Изменить стиль страницы

Как старший, первым подошел к родителям Андрюша. Он шаркнул ногой и звучно поцеловал волосатую руку отца. Затем осторожно наклонился к нежно пахнущим худеньким рукам матери.

Настала очередь Коли. Забыв об отце, он бросился к матери на шею, осыпал ее поцелуями. На глазах Елены Андреевны слезы. Она горячо любит сыновей, оба они ей дороги, но к младшему у нее особое чувство. Он кажется ей чересчур бледным и хрупким, хотя болеет куда реже, чем Андрюша.

Но вот мальчики, точно по команде, отступили на шаг от кресла. Развязав бант, Андрюша развернул сверток.

– Дорогая маменька! – дрогнувшим голосом произнес он. – От всей души… от всей души поздравляю вас с днем ангела…

Андрюша хотел еще что-то сказать, но с ужасом почувствовал, что слова, которые он придумал и заучил вчера, сегодня куда-то исчезли. И он в смущении замолк.
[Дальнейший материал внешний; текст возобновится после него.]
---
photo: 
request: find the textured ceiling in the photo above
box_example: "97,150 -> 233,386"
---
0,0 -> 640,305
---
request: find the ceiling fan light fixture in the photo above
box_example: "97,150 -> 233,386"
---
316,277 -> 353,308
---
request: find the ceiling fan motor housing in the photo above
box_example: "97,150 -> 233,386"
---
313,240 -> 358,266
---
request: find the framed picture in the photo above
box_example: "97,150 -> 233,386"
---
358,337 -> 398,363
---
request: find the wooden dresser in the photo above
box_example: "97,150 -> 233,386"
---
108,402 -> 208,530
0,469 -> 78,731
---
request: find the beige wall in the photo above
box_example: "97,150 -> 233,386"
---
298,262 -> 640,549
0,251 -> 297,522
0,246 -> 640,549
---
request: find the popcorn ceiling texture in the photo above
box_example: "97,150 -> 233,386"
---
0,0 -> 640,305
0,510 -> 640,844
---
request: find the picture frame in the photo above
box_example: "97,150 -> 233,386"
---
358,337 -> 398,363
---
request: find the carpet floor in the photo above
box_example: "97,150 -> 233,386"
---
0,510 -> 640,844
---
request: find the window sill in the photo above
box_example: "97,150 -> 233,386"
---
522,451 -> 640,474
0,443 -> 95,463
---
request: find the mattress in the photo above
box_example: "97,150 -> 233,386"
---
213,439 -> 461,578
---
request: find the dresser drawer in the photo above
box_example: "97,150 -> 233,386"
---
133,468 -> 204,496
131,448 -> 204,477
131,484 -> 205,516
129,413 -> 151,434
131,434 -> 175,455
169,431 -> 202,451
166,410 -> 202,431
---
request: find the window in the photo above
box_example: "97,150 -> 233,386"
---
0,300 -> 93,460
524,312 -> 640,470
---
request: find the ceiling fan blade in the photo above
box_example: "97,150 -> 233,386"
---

– Ну-ка, посмотрим, что тут такое? – хрипло пробасил отец, протягивая руку к Андрюшиному листу. Мрачное лицо его вдруг оживилось. Он громко захохотал:

– Молодец, Андрей! Знай, брат, наших!

Что же так понравилось отцу? Колю разбирало любопытство. А отец, как бы угадывая его желание, повернул Андрюшин рисунок в сторону сыновей. Вот, значит, над чем трудился Андрюша! Ясно – это битва русских воинов с наполеоновскими солдатами. Слева, на первом плане, – сам фельдмаршал Кутузов на белой лошади, толстый, в фуражке без козырька, с красным околышем. И вся грудь его в сверкающих орденах и медалях. Лошадь Кутузова так велика, что фигурки убегающих врагов кажутся ничтожными козявками.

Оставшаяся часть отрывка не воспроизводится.